Film français d’Héléna Klotz (2023), avec Claire Pommet, Niels Schneider, Sofiane Zermani, Anna Mouglalis, Grégoire Colin, Irina Lellouche Klotz, Gabriel Merz Chammah, Mathieu Amalric… 1h35. Sortie le 22 novembre 2023.



Claire Pommet



Une jeune femme issue d’une caserne de gendarmerie tente de se faire une place au soleil de la finance. Un monde de carnassiers indifférent à la parité où l’homme est plus qu’ailleurs un loup pour l’homme, tant sa qualité individuelle se mesure à sa capacité à décrypter des lignes de chiffres et à élucider le mystère des algorithmes les plus ténébreux. Révélée par un premier long métrage bourré de charme, L’âge atomique (2012), Héléna Klotz aborde ici l’éternel problème de la fatalité sociale qui inspira bon nombre d’intellectuels au XIXe siècle. Elle déplace en outre le curseur en soulignant à quel point certains métiers restent genrés. C’est en effet à une sorte de double peine que semble condamnée Jeanne, garçon manqué à la mine boudeuse qui tente d’échapper à son milieu en brouillant les pistes et en s’habillant en mec afin de partir à la conquête des hautes sphères de la finance pour laquelle elle manifeste des prédispositions évidentes sinon le goût du sang qui caractérise ces esclaves en costume trois-pièces du grand capital. La plus belle idée de la réalisatrice a été de confier ce rôle à une interprète qui joue de son androgynie pour jouer les passagères clandestines de ce monde factice : Claire Pommet, plus connue sous son nom de chanteuse engagée, Pomme. Elle réunit tous les paradoxes de notre époque : besoin de s’imposer et de se dissimuler, d’échapper à sa condition en floutant son genre, d’intégrer un cercle très fermé tout en entretenant un lien ombilical avec sa famille et ses proches. Quitte à partir discrètement pour revenir en douce, sans que son absence ait eu le temps d’alerter son entourage. Un discours qu’on retrouve peu ou prou dans deux autres portraits de jeunes femmes sortis récemment : La voie royale de Frédéric Mermoud et Le théorème de Marguerite d’Anna Novion qui traitaient toutefois davantage du conditionnement des élites.

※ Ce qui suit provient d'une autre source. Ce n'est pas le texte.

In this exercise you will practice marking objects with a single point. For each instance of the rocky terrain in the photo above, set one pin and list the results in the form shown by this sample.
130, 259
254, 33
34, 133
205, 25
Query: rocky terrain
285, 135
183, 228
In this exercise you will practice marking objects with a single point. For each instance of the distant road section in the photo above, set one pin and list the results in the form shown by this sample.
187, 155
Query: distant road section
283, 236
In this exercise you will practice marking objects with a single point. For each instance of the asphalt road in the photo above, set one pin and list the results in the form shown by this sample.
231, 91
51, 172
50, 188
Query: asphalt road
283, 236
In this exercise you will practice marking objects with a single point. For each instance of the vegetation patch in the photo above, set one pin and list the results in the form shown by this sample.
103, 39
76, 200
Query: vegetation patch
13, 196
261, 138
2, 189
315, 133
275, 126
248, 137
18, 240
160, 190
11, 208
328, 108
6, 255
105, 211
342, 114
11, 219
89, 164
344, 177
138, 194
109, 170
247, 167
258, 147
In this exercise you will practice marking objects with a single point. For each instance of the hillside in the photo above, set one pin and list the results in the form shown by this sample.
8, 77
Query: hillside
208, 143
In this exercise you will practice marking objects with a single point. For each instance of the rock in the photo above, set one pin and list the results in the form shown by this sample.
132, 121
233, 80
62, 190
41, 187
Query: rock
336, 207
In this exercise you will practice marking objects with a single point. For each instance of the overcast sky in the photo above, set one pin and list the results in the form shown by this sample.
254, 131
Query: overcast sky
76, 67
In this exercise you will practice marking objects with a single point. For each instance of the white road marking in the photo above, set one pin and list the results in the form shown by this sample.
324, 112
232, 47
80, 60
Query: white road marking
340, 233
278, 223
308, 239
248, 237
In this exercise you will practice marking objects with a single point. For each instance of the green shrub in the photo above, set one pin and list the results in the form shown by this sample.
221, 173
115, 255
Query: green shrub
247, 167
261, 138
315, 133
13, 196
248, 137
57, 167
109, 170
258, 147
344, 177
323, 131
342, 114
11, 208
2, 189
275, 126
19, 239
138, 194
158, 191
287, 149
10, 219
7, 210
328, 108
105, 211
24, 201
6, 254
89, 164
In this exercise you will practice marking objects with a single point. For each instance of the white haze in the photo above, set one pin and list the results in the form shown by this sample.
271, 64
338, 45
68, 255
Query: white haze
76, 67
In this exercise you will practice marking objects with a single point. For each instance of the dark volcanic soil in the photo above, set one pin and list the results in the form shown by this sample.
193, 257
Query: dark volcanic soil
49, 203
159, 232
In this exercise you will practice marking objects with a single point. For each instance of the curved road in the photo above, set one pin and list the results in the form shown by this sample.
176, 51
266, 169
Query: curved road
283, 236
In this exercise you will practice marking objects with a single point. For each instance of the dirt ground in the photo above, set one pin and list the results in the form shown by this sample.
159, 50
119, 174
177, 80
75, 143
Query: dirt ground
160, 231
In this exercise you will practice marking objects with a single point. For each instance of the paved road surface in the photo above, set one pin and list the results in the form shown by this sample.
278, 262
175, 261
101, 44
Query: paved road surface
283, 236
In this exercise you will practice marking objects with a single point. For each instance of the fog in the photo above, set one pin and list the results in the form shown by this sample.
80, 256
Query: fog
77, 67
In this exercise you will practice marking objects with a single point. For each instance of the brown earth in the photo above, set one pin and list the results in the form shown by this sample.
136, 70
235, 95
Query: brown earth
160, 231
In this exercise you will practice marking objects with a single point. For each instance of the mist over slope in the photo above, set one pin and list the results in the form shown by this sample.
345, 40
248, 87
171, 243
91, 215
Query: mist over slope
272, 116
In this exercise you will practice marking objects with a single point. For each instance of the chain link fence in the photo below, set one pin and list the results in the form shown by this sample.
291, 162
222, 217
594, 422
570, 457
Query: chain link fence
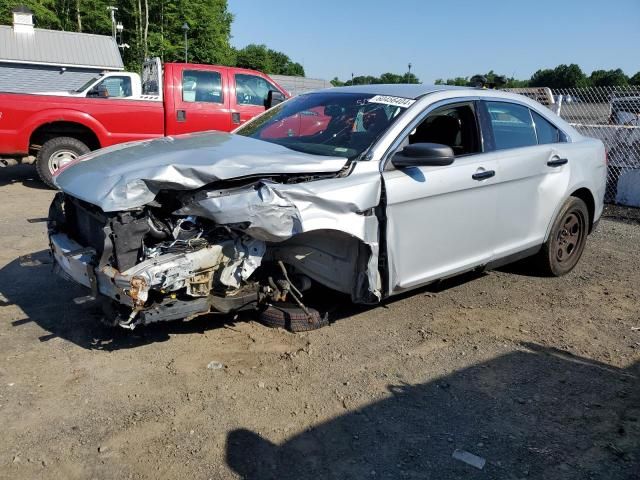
611, 114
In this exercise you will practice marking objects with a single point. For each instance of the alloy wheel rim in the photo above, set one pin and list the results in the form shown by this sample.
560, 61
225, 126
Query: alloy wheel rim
60, 158
569, 237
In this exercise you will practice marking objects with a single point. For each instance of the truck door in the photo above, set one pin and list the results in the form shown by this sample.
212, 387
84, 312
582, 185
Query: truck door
201, 101
250, 94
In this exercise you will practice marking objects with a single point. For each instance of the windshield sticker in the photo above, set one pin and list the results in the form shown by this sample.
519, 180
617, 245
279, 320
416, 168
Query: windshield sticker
395, 101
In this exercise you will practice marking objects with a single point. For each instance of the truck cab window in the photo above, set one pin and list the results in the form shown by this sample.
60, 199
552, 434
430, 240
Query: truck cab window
202, 86
252, 90
114, 87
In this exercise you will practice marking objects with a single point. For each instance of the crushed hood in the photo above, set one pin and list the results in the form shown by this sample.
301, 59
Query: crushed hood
130, 175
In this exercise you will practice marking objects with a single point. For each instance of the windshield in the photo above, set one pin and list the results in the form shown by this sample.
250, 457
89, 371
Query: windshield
328, 123
86, 85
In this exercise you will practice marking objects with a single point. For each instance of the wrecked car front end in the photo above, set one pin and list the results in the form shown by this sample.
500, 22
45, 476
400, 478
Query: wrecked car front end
178, 227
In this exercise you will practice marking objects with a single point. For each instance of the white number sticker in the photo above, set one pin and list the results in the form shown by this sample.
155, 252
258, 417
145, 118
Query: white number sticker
395, 101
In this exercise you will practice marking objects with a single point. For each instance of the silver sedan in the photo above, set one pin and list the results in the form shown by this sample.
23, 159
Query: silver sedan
367, 190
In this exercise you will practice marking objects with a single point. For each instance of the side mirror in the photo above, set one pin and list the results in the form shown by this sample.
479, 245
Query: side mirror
273, 99
423, 155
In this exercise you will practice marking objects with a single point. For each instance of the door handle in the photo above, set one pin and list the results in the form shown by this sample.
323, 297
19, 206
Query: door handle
483, 175
557, 162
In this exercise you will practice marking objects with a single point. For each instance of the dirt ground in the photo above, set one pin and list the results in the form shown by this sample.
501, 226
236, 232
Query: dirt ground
538, 376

Sofiane Zermani et Claire Pommet



Il y a à la fois de Balzac et de Zola chez cette arriviste aux dents trop courtes qui se réfugie derrière des formules mathématiques dont l’abstraction confine à la poésie. Elle a beau rouler à moto la nuit comme un ange surgi de chez Cocteau et dissimuler sa poitrine derrière des bandelettes de momie, cette vénus d’argent qui s’identifie au bouchon de radiateur emblématique de Rolls Royce appartient à son époque par sa volonté contradictoire de se fondre dans la foule tout en trouvant sa juste place dans le monde, même si ce n’est pas celle que la société lui destine. Face à elle défile une longue cohorte d’hommes prisonniers de leur condition qui n’ont rien su faire de leur liberté présumée : son père gendarme qui a du mal à entretenir sa famille (éblouissant Grégoire Colin en colosse brisé), un petit ami appelé à suivre la même voie donc à lui proposer le même No Future (Niels Schneider à qui Héléna Klotz avait été l’une des premières à confier un rôle digne de ce nom dans son premier film). Avec aussi ces serviteurs zélés de la finance que campent Sofiane Zermani, plus connu sous le nom de Fianso en tant que rappeur, et Mathieu Amalric. Et puis, en bonus, cette femme forcément fatale que campe Anna Mouglalis dont la voix rauque traduit comme jamais le fait qu’elle a intégré le monde impitoyable des mâles par sa détermination et son absence de scrupules et de préjugés. Elle est décrite comme une version féminine de Charon,  batelière en robe de soirée chargée de faire traverser une sorte de Styx sociétal aux transfuges potentiels, parce qu’elle-même a naguère conjuré cette malédiction en passant d’un monde à l’autre. C’est toute la subtilité de cette étude psychologique d’observer ainsi notre société, sans se cantonner à l’un de ses microcosmes nécessairement réducteurs, même si c’est pour mieux en pointer les fractures et les clivages aussi invisibles qu’infranchissables.